I, of course, say all this in jest. I love my daughter more than anything in the world and while life with her isn’t always easy, it is never short of humorous. If you plan to have kids, this all just goes with the territory (like spit up, sleepless nights, and finding food stains on every single white surface there ever existed). And if you already have kids then congratulations, you’ve exponentially increased your threshold for enduring all things you never thought possible like cleaning up poop explosions, tolerating an irate
customer kid, negotiating the most inconsequential things, never being able to eat your own food without a toddler pressing their chubby belly into your side hollering “I want that,” being handed slimy miscellaneous matters to hold for indefinite periods of time, the list goes on.
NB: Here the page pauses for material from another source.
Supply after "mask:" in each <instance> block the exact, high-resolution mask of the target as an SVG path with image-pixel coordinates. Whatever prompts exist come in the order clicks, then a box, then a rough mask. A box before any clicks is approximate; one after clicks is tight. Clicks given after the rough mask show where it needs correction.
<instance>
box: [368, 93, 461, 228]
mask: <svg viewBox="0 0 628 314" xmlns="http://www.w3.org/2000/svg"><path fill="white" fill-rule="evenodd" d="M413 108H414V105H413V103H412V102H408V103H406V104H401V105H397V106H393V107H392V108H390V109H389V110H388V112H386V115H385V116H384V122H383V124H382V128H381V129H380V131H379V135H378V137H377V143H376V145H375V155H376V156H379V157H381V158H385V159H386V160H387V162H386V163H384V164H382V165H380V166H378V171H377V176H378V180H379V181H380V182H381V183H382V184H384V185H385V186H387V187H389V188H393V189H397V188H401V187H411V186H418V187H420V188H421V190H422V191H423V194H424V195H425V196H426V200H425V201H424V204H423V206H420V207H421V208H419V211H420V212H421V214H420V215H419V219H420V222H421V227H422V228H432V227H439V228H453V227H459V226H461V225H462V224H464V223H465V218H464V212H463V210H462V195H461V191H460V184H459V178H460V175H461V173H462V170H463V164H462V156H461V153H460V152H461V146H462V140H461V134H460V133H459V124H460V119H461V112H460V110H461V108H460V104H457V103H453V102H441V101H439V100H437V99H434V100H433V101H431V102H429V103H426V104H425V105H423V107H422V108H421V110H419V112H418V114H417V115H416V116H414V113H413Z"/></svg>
When I set out to write this post, I had conflicting thoughts. What if people think I’m a terrible mother, what if people think I actually dislike my kid. So my ultimate response is that I think it’s important to find the humour in everyday situations. For if I had a choice between laughing or crying, I choose laughter every single time. We should be able to have a good chuckle at our lives, ourselves, and our kid- especially when they do ridiculous things. Life isn’t meant to be taken seriously all the time. When she grows up (if she has the opportunity to read this) I hope she finds the comedy in this and all the other bat-shit crazy things she’s had a fit about before. No matter what though, she is definitely the cutest nut-job this
asshole mom has ever had the pleasure of knowing.